Malgré les éventuelles divergences de vues micro ou macro-économiques quant aux moyens à mettre en oeuvre, l'objectif commun aux différents acteurs de l'IET est de permettre au territoire d'avoir une activité économique soutenue permettant de dégager des moyens pour en assurer la pérennité dans le cadre d'une compétition mondialisée âpre. Cet objectif commun passe par le renforcement économique du territoire (sa capacité à produire des richesses) mais également sa capacité à être attractive socialement. Les syndicats partagent totalement cette vision et participent à permettre le plein emploi en aidant les entreprises à se renforcer ou se développer (1) ainsi qu'à permettre de favoriser l'attractivité sociale du territoire (2).

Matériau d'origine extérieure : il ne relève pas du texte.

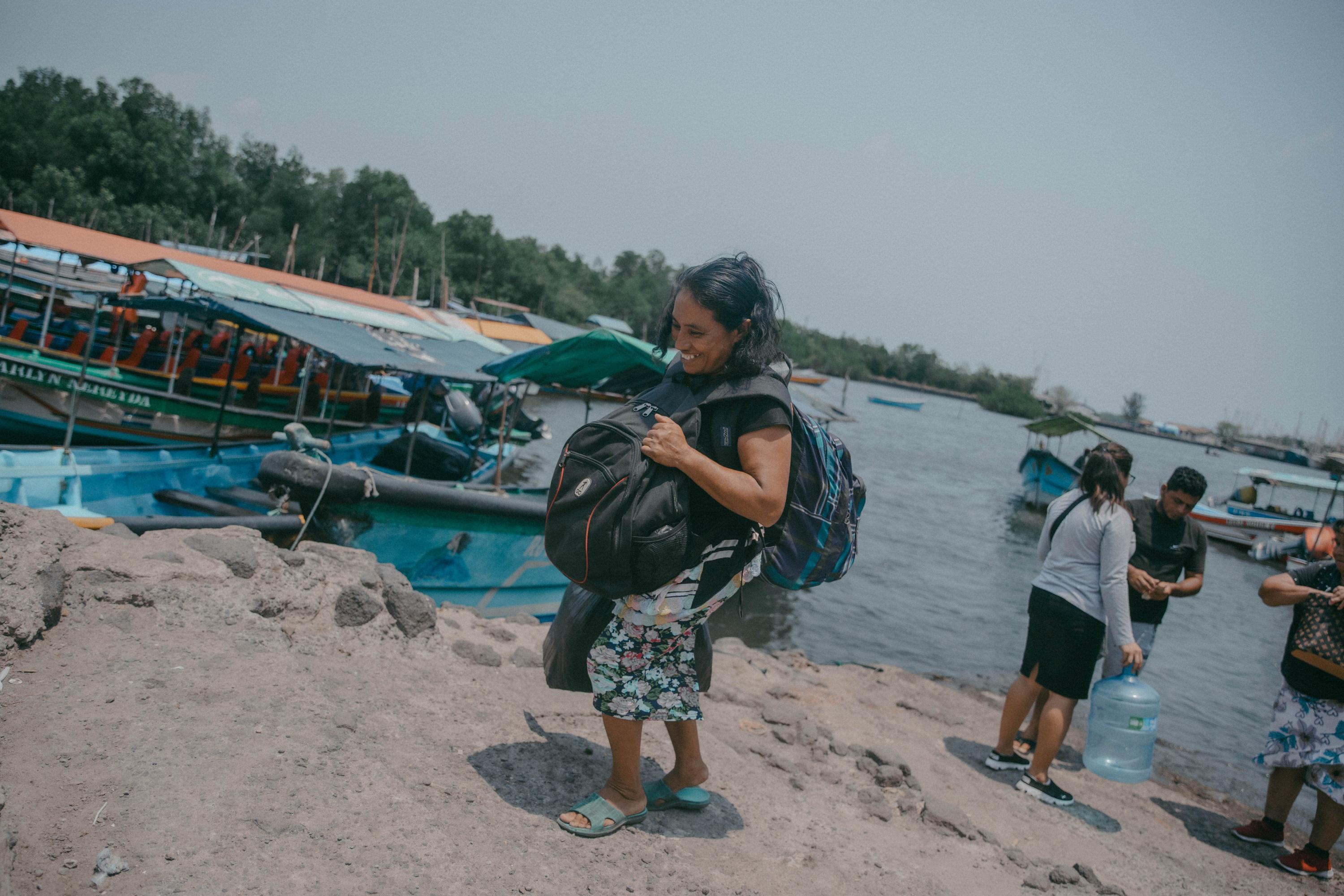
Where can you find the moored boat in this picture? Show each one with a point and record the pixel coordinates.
(476, 547)
(909, 406)
(1045, 476)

1. Permettre le plein emploi par la force des entreprises.

Ainsi que nous l'avons décrit précédemment, les syndicats cherchent à ce que le marché du travail atteigne le plein emploi. Cette vision globale syndicale se décline aussi de manière territoriale, et la participation des syndicats à l'IET s'inscrit dans cette optique. Or l'emploi se crée par un mécanisme complexe qui associe le marché38(*), l'organisation du travail (intra et extra entreprise), les pouvoirs politiques et leur orientation des finances publiques (locales ou nationales) et la consommation privée. Dans ce mécanisme les syndicats ont toute leur place pour plusieurs raisons.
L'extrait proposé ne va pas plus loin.